Jigged bone dye?

John Wilson

Well-Known Member
Question for anyone who uses bone:

I just picked up a set of dyed jigged bone scales to use on a folder, as well as some white bone I intend to dye myself. The dyed scales I received are covered in dye that comes off on my fingers. How do I clean these up? Will I need to seal them somehow?

Secondly, on the white bone- can I use any tint or dye on them after they’ve been shaped? Or do I need to saturate them the way these jigged bone scales were apparently done?
 
John, I get my jigged bone from Culpepper and it comes pretty dyed up, like coming off in your hands dyed up.
I use a few paper towels with a little alcohol to get most of it off then dry paper towels to rub them down real good.
As you move along working with it you'll still get "some" dye coming off.

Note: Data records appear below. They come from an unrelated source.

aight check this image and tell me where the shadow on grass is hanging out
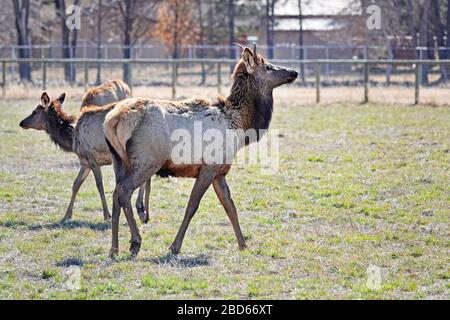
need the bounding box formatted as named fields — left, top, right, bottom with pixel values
left=0, top=219, right=110, bottom=232
left=55, top=257, right=86, bottom=267
left=144, top=253, right=210, bottom=268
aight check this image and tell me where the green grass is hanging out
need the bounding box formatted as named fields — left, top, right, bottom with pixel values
left=0, top=100, right=449, bottom=299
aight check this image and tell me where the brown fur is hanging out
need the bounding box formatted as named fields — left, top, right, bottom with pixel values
left=80, top=102, right=117, bottom=115
left=81, top=80, right=131, bottom=108
left=50, top=99, right=78, bottom=124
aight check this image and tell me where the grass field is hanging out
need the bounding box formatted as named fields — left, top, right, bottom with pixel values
left=0, top=98, right=448, bottom=299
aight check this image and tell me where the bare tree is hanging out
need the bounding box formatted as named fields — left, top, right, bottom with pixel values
left=155, top=0, right=198, bottom=61
left=431, top=0, right=448, bottom=82
left=114, top=0, right=159, bottom=84
left=12, top=0, right=32, bottom=82
left=96, top=0, right=104, bottom=85
left=266, top=0, right=275, bottom=59
left=297, top=0, right=305, bottom=84
left=197, top=0, right=206, bottom=84
left=228, top=0, right=236, bottom=60
left=54, top=0, right=80, bottom=84
left=419, top=1, right=432, bottom=85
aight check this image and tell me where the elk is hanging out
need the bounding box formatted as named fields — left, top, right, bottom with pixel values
left=104, top=44, right=298, bottom=258
left=80, top=80, right=131, bottom=108
left=19, top=80, right=151, bottom=222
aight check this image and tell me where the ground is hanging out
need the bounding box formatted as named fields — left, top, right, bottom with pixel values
left=0, top=96, right=448, bottom=299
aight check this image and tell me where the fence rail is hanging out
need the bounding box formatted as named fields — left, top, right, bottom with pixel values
left=2, top=58, right=450, bottom=104
left=2, top=43, right=449, bottom=61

When I'm complete with it I rub it down a few more times real good with wax.
my knives with jigged bone usually see a buffer too, by the time it hits the buffer it's usually clean and only leaves a light tint on the buffing wheel.
after all is said and done I've never had problems with the dye leaching.
 
John, bone is hard to dye from my experience. It is very dense and will only take so much color. The old timers on the reenactors forum all talk about using Rit dye like you dye clothes with! Putting it a pot of hot water with the rit dye!

The fellow from the Turntex/Cactus juice,
He uses this, https://www.turntex.com/2-oz-dye-detail. If I remember correctly it has Alumilite in the dye! According to him you can dye and stabilize at the same time. The vacuum pulls both into the material!!

Personally I have used oil paint, like the kind artists use! Artist oil paints.jpgRub it in liberally and wipe off the excess! You will get some transfer while working but, the beauty of the oil paint you can blend areas of different colors into the bone. It does need something over top of it when totally done! As Steve says a wax will seal it if you want to go that route!!
 
Perfect. Steve and Cliff, this is exactly what I needed to know. I’m happy to hear the dye job on these scales is normal. I thought I had something wrong going on here. Cliff, thanks for the pointers. I’ll cut some of the bone and experiment.